New England Database Symposium

neds.gif (1190 bytes)

New England Database Society

Friday, May 3, 2013

sponsored by HP Vertica

NEDS

What compilers can do for databases:
Abstraction without regret in data management systems revisited

Christoph Koch
EPFL, École Polytechnique Fédérale de Lausanne

Friday, May 3, 2013, 4PM
HP/Vertica Computer Science Lounge (Volen 104), Brandeis University

(preceded by a wine and cheese reception at 3:30 pm)

Abstract:

In this talk, I show how ideas from compilers and program synthesis can be used to build better (more efficient and more maintainable) data management systems more quickly.

In systems building, abstraction and avoiding the performance penalty of indirection seem to be two desiderata that are at odds with each other, and cannot be achieved both. One reason for the famed code complexity of relational database systems is that we are traditionally unwilling to sacrifice performance for programmability. Optimizing compilers should enable us to achieve both desiderata. The powerful abstraction and composition features of modern high-level programming languages can improve productivity beyond current standards in data management systems development.

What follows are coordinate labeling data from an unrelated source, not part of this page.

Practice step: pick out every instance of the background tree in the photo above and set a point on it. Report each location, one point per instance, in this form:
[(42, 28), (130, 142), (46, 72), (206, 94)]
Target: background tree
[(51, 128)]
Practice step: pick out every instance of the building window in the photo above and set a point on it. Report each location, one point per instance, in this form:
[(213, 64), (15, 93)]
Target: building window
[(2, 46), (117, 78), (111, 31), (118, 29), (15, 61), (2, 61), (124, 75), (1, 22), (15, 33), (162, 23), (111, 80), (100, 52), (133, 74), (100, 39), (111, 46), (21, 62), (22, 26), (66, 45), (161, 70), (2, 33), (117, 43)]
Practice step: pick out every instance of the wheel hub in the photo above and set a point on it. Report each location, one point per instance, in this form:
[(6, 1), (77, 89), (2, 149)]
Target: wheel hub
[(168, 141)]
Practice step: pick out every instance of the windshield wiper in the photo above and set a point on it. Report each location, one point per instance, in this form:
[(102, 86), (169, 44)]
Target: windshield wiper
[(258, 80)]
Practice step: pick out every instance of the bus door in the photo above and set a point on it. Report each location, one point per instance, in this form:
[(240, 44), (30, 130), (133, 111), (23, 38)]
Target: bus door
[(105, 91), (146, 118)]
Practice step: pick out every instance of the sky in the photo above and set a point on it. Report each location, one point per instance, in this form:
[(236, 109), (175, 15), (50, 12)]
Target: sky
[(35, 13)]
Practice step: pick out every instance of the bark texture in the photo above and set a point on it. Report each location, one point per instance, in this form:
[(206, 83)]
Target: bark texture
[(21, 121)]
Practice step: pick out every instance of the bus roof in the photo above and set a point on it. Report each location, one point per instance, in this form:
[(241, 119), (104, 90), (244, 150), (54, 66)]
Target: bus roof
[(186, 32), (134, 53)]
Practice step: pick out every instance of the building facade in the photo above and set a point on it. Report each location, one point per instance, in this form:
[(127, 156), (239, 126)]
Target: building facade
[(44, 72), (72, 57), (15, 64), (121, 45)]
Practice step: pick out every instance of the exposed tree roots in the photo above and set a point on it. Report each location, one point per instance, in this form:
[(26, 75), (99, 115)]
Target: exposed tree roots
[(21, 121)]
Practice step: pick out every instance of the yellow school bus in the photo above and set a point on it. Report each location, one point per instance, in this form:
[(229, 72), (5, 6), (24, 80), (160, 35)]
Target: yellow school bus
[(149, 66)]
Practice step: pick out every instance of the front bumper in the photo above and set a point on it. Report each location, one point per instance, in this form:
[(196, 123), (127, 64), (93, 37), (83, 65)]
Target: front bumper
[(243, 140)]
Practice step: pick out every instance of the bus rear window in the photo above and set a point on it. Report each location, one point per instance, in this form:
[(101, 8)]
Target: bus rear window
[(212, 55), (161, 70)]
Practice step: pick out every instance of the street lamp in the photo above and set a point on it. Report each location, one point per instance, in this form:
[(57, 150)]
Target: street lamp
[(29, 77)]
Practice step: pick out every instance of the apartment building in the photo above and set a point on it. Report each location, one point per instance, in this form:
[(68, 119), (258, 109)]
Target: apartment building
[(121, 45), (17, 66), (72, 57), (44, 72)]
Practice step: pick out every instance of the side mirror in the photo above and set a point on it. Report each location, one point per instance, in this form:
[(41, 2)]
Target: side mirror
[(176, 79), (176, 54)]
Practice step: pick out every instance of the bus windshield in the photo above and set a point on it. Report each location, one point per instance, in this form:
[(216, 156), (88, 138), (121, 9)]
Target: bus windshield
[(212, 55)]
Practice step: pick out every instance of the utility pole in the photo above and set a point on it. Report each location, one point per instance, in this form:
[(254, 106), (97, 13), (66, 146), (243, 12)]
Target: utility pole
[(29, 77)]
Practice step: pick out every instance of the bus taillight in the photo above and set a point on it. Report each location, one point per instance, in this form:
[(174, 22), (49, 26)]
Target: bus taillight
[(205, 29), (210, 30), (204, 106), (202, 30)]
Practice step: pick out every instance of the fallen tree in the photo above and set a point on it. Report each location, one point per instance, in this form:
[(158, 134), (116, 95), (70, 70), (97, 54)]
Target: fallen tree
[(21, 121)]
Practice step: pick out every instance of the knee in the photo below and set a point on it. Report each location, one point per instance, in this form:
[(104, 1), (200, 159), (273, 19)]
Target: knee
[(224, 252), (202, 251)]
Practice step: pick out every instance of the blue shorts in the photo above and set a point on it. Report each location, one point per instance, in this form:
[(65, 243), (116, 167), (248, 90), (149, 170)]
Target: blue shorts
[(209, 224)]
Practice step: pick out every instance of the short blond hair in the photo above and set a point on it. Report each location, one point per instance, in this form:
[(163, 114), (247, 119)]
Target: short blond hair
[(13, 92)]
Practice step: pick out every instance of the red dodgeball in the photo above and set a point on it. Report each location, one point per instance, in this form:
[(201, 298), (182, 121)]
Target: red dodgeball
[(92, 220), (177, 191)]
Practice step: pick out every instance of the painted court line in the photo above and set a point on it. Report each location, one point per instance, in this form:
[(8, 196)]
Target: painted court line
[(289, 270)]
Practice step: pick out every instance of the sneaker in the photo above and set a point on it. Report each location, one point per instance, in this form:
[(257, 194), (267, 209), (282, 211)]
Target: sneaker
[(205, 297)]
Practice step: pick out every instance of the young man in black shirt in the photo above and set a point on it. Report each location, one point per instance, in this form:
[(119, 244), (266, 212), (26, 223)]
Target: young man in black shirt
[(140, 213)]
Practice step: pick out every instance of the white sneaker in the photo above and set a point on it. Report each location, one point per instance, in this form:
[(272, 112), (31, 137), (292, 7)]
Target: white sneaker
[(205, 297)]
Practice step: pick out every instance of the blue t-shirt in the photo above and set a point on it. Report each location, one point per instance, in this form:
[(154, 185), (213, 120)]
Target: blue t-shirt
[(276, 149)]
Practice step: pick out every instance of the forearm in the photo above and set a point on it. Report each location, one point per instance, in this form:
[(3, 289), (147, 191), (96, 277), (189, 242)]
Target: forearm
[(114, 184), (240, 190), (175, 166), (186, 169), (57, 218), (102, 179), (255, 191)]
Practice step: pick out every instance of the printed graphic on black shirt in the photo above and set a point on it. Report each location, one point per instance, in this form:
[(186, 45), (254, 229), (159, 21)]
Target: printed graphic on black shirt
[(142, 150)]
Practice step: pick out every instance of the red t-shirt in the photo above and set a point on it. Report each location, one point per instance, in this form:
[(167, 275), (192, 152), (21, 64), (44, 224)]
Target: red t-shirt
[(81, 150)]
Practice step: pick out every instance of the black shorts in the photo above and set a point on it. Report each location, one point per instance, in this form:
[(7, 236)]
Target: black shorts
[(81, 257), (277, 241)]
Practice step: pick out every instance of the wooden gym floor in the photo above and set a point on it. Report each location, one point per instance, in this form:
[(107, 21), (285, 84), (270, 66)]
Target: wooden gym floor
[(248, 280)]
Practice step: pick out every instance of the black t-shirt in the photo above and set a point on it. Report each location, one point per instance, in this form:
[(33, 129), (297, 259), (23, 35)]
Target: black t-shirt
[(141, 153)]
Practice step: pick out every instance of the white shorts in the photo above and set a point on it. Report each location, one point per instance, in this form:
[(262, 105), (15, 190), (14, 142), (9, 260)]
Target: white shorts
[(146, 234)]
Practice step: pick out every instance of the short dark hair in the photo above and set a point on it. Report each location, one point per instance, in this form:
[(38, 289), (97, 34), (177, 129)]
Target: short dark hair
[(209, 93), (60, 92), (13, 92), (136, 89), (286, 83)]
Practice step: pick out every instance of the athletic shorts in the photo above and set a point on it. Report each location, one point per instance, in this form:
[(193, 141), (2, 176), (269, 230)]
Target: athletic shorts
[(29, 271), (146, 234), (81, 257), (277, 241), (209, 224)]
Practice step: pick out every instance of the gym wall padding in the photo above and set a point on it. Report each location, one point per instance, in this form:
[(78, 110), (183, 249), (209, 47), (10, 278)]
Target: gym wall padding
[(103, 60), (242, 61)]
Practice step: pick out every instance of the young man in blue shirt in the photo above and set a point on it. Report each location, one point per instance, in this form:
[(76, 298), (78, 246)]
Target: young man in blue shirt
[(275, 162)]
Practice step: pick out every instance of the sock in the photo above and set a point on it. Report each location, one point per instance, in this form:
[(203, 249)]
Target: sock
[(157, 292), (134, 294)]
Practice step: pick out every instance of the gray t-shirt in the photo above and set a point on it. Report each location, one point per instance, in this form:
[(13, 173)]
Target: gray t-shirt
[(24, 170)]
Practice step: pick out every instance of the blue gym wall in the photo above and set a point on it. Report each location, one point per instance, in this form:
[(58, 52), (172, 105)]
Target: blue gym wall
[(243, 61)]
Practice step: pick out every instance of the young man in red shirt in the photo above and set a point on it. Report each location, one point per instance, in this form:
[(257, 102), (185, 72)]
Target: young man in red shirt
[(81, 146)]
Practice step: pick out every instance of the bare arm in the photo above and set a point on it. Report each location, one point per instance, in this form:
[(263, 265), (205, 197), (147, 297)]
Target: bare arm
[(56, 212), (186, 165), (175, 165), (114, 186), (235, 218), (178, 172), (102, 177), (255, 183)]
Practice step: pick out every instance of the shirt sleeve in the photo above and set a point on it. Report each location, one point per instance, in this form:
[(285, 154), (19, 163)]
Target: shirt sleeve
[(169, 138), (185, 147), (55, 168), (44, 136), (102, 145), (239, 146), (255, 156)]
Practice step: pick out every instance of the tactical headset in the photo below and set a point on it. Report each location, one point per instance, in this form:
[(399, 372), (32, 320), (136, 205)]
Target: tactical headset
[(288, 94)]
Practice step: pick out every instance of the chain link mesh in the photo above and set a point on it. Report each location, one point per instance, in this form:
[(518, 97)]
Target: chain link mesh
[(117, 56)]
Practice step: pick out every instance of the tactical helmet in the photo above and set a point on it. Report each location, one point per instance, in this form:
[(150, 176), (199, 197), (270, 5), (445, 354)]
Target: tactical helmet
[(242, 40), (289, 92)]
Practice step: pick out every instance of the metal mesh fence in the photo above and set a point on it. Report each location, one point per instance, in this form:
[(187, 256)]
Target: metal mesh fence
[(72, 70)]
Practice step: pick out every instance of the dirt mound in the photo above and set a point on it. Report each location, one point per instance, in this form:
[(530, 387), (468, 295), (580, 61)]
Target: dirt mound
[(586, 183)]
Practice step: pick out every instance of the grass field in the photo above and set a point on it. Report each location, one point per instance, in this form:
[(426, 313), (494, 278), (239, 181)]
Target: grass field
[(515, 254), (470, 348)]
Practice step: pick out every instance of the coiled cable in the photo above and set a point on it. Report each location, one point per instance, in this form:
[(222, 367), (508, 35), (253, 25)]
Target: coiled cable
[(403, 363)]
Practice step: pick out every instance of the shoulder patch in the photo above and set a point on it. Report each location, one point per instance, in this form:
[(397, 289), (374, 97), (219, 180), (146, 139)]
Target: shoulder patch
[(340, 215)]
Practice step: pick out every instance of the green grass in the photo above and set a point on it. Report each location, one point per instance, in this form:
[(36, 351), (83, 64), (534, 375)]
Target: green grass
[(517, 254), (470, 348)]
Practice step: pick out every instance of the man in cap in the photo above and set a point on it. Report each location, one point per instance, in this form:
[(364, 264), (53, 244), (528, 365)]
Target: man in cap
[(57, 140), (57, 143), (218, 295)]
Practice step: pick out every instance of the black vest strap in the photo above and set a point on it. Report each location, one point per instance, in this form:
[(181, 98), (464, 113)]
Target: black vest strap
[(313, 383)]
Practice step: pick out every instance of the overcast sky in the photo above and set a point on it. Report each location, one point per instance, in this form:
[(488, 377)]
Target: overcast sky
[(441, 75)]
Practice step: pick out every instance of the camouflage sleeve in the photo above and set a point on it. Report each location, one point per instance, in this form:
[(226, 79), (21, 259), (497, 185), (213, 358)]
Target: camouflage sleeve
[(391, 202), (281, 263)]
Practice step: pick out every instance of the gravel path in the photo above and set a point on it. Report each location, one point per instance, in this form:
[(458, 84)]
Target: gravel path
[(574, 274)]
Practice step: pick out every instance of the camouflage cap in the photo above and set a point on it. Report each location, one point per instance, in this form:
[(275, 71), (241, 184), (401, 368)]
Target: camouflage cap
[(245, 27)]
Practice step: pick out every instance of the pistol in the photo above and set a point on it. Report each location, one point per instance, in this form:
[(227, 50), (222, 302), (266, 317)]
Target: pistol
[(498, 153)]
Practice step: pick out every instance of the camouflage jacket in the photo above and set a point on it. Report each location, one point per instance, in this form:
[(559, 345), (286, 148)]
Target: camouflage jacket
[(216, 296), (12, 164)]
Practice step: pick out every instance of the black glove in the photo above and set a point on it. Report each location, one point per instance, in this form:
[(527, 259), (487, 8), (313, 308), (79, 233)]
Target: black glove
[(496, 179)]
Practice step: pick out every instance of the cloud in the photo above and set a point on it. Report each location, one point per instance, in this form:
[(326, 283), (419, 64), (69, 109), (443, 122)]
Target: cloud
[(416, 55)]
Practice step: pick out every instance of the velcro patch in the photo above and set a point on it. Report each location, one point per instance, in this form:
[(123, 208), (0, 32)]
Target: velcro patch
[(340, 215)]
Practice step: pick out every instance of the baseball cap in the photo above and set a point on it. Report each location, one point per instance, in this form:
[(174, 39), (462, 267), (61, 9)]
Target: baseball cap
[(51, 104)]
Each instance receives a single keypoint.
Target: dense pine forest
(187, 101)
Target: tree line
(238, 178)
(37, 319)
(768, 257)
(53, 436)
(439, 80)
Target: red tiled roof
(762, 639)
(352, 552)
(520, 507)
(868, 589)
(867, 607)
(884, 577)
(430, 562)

Ideally, a compiler would eliminate all inefficiencies and indirections. We do not trust compilers to do this well enough yet, though. Currently we are right in this assessment, but the situation is changing. I describe a number of developments in the compilers space, including extensible compilers as libraries, staging compilers, and frameworks for easily building optimizing compilers for domain-specific languages (DSLs). I describe our own experiences with using and extending these latest-generation compilers for data management systems. I look at this both from the angle of analytics and OLTP systems; both from the viewpoint of secondary-storage and main-memory databases. I give experimental results, some of them preliminary, some mature.

Another benefit of leveraging abstraction, creating clean building blocks, and assembling those into systems is that assembly can frequently be performed automatically. In a CIDR talk earlier this year I proposed to do this for out-of-core algorithms. In that domain, fundamental algorithmic knowledge is orthogonal to data locality principles and assumptions about the system, most importantly the structure of memory hierarchy and storage devices. We have studied this problem, and did not just identify and formalize these building blocks but also built a system, Legorithmics, that automatically synthesizes out-of-core algorithms from these blocks. I will describe our recent work in a number of further contexts where program synthesis can help in systems construction, such as synthesis of concurrency control algorithms and even the synthesis of entire systems in-the-large. This work differs from most traditional research in program synthesis. We are helped by the fact that we work in a limited domain (such as out-of-core algorithms, rather than general programs), by our freedom to start from specifications in DSLs of a level of abstraction and granularity of our choosing to serve our needs and enable a synthesizer to be successful. There seems to be much potential in domain-specific program synthesis. Because of our longstanding experience with DSL design, our research community can make an important contribution in this space.

Speaker's Bio:

Christoph Koch is a professor of Computer Science at EPFL, specializing in data management. Until 2010, he was an Associate Professor in the Department of Computer Science at Cornell University. Previously to this, from 2005 to 2007, he was an Associate Professor of Computer Science at Saarland University. Earlier, he obtained his PhD in Artificial Intelligence from TU Vienna and CERN (2001), was a postdoctoral researcher at TU Vienna and the University of Edinburgh (2001-2003), and an assistant professor at TU Vienna (2003-2005). He obtained his Habilitation degree in 2004. He has won Best Paper Awards at PODS 2002, ICALP 2005, and SIGMOD 2011, an Outrageous Ideas and Vision Paper Award at CIDR 2013, a Google Research Award (in 2009), and an ERC Grant (in 2011). He is a PI of the Billion-Euro EU FET Flagship Human Brain Project. He (co-)chaired the program committees of DBPL 2005, WebDB 2008, and ICDE 2011, and was PC vice-chair of ICDE 2008 and ICDE 2009. He has served on the editorial board of ACM Transactions on Internet Technology as well as in numerous program committees. He currently serves as PC co-chair of VLDB 2013 and Editor-in-Chief of PVLDB.